Las opciones de alto nivel empiezan a escasear. Diomande está, según los informes, muy cerca de Real Madrid. PSG, por su parte, apunta con decisión a Maghnes Akliouche, de Monaco. Las piezas se mueven rápido y Liverpool no quiere quedarse mirando.
Si el club no consigue cerrar ni a Rayan ni a Bradley Barcola, el abanico se reduce de golpe —y, con todo el respeto, baja de escalón— a nombres como Yankuba Minteh o Matias Fernandez-Pardo. Perfiles interesantes, sí, pero lejos del impacto inmediato que busca un equipo que quiere competir por todo desde ya.
Barcola, prioridad… y la realidad del presupuesto
En los despachos de Anfield tienen clara una cosa: es muy difícil imaginar un escenario en el que Liverpool haga un esfuerzo descomunal para incorporar a la vez a Barcola y a Rayan este verano. No se trata de falta de gusto por los jugadores, sino de contexto económico.
El club trabaja con un margen más ajustado que el del pasado verano, cuando se aprobaron operaciones de gran calibre para traer a Florian Wirtz y Alexander Isak en la misma ventana. Ese tipo de gasto récord no está sobre la mesa en este mercado.
Al mismo tiempo, la planificación no se limita a las bandas. Andoni Iraola necesita más refuerzos para completar una plantilla competitiva de cara a la temporada 2026/27, y cada euro cuenta. De ahí que la jerarquía de objetivos resulte tan importante.
Bradley Barcola está en la primera línea de la agenda de Richard Hughes y su equipo. Todo apunta a que es la operación prioritaria, la que el club quiere cerrar si las conversaciones con PSG no se rompen. Rayan, en ese contexto, aparece como una vía perfectamente preparada para activarse si el diálogo con el club parisino se complica.
La cláusula que marca los tiempos
Hay otro factor que condiciona la jugada: la situación contractual de Rayan. Bournemouth ha fijado, según iPaper, una cláusula de rescisión de 130 millones de libras que entra en vigor en enero. Una cifra que cambia por completo el escenario a partir de invierno.

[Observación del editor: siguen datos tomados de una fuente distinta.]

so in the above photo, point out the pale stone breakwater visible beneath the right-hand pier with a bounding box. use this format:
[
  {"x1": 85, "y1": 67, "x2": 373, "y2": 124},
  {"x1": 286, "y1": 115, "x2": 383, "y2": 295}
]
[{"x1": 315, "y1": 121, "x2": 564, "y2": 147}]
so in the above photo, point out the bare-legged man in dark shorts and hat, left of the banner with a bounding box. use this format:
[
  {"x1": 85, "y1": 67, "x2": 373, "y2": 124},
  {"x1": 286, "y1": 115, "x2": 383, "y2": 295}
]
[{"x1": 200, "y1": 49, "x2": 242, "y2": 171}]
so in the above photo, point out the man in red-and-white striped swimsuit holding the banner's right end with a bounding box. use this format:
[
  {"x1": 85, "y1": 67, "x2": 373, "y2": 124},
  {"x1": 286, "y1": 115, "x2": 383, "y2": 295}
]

Si el brasileño está disponible este verano, el mensaje es claro: habrá que pagar “dinero Barcola” para sacarlo de la costa sur. No a precio de ganga, no en una operación oportunista. Será un fichaje de primera línea, tanto en lo deportivo como en lo económico.
Entre ahora y el cierre de mercado, el margen de maniobra de Liverpool es limitado pero crucial. El club tiene apenas unas semanas para decidir dónde coloca su gran apuesta de banda y cómo equilibra la necesidad inmediata de darle armas a Iraola con un presupuesto que ya no admite errores.
La ofensiva por las alas está lanzada. Falta saber si el próximo regate en Anfield llevará la firma de Rayan, de Bradley Barcola… o si alguien más obligará a reescribir el plan sobre la marcha.